Je n’appréciai pas du tout ces paroles, et je voyais bien que la conversation était en train de m’échapper complètement, mais je me souvins juste à temps que je tenais un revolver à la main. Je le braquai sur le vieil homme et tentai de me tenir le plus droit possible, malgré le tremblement de mes membres.
— Rendez-moi mes enfants, dis-je.
Il n’avait pas l’air de s’inquiéter outre mesure de l’arme pointée sur son nombril, ce qui me paraissait tout de même une marque d’assurance excessive.

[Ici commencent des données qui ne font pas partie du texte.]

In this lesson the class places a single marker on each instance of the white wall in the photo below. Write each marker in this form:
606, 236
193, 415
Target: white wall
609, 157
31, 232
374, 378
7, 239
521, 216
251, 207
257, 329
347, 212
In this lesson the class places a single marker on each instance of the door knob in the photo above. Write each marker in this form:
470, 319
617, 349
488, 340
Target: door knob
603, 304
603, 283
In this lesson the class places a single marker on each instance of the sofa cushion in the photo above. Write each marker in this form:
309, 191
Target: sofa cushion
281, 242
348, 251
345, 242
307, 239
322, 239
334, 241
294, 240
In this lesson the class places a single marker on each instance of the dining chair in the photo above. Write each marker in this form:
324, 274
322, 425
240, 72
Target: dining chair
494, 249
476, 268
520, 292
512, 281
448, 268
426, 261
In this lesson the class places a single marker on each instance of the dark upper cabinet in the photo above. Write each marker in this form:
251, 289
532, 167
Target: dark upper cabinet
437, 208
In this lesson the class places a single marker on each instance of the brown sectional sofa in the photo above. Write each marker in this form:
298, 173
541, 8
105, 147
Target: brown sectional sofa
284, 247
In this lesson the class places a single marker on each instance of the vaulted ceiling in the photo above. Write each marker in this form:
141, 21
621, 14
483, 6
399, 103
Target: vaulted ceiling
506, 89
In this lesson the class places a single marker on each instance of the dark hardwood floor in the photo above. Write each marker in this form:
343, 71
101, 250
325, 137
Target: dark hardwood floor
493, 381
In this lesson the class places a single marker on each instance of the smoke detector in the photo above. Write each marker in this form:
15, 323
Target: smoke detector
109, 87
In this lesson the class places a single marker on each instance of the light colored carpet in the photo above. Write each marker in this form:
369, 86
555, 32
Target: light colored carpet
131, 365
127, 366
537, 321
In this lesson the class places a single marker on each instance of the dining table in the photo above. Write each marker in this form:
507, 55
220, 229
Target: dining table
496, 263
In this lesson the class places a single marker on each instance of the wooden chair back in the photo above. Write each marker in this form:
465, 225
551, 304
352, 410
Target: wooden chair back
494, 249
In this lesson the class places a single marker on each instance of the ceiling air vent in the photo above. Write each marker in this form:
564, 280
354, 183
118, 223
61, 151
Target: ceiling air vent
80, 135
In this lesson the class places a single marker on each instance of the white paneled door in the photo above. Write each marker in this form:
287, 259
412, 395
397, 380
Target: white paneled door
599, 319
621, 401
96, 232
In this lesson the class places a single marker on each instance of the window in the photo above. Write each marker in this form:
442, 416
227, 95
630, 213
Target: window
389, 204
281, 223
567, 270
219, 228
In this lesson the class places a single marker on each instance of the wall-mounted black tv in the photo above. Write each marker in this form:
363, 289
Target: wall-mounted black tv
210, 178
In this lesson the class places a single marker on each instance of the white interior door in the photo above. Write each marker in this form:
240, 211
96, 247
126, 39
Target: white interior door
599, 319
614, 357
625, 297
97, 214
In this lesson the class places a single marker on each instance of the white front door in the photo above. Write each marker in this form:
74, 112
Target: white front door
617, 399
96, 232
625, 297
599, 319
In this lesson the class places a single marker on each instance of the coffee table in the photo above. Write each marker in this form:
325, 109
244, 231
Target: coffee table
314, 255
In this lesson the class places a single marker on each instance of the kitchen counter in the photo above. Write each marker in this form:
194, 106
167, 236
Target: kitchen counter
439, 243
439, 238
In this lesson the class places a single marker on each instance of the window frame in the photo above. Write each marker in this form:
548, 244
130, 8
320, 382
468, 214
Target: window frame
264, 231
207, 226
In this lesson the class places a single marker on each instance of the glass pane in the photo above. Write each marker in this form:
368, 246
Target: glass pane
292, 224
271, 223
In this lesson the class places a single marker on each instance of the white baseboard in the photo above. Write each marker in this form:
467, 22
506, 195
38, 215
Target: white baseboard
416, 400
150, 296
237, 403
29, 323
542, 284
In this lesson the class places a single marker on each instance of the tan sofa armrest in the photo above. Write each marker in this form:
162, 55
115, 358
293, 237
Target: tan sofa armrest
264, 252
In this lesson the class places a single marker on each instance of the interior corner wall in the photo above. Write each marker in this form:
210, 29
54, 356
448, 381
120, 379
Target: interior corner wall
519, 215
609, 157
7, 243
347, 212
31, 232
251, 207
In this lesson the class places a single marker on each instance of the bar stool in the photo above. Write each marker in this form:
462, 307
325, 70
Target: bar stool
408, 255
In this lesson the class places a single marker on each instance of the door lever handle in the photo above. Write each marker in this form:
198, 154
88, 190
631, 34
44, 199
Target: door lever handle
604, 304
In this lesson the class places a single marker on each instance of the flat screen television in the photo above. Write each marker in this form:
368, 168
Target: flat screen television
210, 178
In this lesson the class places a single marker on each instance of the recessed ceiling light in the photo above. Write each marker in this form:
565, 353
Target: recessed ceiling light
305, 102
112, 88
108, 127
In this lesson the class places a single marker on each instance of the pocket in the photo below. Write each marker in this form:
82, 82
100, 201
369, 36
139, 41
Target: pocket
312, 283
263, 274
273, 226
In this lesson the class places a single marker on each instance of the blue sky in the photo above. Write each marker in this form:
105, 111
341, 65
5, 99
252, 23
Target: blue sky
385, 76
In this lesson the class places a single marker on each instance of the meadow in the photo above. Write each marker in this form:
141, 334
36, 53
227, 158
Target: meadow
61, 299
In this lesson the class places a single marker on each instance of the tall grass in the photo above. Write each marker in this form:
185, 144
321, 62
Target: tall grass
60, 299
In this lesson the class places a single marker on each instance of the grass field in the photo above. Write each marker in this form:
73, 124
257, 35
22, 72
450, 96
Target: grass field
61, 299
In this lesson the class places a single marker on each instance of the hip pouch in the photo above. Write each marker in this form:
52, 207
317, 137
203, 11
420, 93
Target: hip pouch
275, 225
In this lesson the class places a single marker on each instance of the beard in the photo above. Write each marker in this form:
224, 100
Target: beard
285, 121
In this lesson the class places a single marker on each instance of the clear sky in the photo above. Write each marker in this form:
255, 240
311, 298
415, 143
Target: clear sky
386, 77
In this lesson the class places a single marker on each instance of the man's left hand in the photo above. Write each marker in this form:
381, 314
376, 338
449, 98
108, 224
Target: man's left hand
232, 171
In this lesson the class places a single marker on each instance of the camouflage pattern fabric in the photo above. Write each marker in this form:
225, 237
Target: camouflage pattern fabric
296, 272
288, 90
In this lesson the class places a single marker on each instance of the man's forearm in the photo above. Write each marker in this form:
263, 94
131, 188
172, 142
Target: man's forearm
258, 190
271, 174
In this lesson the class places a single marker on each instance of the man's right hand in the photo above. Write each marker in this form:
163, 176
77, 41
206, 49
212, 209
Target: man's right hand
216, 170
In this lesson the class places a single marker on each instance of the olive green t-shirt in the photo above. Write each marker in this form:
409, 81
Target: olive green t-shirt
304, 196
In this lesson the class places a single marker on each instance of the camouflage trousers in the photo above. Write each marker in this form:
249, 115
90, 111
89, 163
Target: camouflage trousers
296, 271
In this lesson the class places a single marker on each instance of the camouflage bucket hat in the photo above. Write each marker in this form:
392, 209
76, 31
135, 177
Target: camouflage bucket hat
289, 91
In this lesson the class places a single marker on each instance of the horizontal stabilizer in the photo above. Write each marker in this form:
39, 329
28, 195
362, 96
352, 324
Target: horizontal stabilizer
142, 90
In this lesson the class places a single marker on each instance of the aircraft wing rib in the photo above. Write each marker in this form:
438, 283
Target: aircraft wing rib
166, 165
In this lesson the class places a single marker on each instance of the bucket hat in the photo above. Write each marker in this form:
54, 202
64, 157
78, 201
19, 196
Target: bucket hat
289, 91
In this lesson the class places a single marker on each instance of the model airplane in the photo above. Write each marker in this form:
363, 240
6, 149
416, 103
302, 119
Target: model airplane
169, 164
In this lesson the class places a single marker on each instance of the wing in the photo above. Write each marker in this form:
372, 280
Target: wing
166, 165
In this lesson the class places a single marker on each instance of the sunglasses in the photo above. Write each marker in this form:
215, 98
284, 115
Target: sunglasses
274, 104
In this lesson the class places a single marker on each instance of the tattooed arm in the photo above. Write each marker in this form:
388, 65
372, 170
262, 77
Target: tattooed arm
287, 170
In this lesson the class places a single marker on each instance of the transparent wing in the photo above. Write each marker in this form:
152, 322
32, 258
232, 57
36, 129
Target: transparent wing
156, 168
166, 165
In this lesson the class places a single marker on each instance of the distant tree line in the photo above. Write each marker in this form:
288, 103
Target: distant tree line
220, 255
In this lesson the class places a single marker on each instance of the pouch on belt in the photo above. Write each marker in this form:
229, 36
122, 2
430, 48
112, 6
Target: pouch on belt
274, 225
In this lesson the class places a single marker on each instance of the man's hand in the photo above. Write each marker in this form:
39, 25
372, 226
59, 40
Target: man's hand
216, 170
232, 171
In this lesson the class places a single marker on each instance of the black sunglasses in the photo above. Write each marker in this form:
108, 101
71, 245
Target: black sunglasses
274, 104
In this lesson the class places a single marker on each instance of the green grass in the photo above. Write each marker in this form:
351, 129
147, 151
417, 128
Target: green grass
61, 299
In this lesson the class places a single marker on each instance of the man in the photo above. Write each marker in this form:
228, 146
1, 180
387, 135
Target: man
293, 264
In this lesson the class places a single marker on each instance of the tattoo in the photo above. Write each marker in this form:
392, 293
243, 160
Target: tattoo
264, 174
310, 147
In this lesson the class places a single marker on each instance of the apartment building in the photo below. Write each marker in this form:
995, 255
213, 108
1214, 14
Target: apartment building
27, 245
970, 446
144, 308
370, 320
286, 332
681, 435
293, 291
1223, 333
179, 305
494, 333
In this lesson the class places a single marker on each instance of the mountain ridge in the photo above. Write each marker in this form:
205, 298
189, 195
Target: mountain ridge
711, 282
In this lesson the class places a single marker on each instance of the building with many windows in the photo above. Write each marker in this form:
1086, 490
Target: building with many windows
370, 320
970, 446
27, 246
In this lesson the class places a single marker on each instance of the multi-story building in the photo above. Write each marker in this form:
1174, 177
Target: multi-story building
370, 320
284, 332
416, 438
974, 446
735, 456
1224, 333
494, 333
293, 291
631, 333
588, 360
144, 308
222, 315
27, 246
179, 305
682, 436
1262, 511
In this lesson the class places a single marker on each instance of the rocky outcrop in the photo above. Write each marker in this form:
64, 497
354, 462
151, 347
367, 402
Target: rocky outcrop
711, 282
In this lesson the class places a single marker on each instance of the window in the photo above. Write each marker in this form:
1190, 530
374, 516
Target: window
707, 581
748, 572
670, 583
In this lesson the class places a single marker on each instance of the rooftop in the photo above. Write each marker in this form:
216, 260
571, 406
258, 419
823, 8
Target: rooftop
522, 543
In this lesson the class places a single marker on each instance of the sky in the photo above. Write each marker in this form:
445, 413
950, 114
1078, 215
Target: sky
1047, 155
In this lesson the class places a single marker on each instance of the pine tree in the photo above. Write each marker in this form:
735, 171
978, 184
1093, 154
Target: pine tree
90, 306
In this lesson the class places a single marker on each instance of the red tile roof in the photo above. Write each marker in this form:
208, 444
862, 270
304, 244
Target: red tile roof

Il portait sur la hanche un gros couteau d’apparence redoutable, mais il ne fit aucun geste pour l’attraper.
— Les enfants ne sont plus sous votre responsabilité. Ils appartiennent à Moloch maintenant. Moloch aime le goût des enfants.
— Où sont-ils ?
Il remua la main avec dédain.
— Ils sont ici sur Toro Key, mais il est trop tard pour que vous arrêtiez le rituel.
Toro Key était une île éloignée du continent, entièrement privée. Mais en dépit du fait qu’il est toujours agréable de savoir où l’on est, un certain nombre de questions délicates se posaient à moi désormais, par exemple : où étaient Cody et Astor ? Et comment allais-je pouvoir empêcher la vie telle que je la connaissais de s’achever prématurément ?
— Si vous n’y voyez pas d’inconvénient, dis-je en agitant le revolver afin qu’il comprenne, je crois que je vais aller les chercher, puis rentrer.
Il ne bougea pas. Il se contenta de me regarder, et dans ses yeux je distinguai d’énormes ailes noires qui se déployaient, puis, avant que j’aie le temps d’appuyer sur la détente, de respirer ou même de cligner les yeux, le bruit des tambours enfla, amplifiant le battement déjà présent en moi, et le son des cors s’éleva en rythme, accompagnant le chœur des voix et promettant le bonheur. Je fus cloué sur place.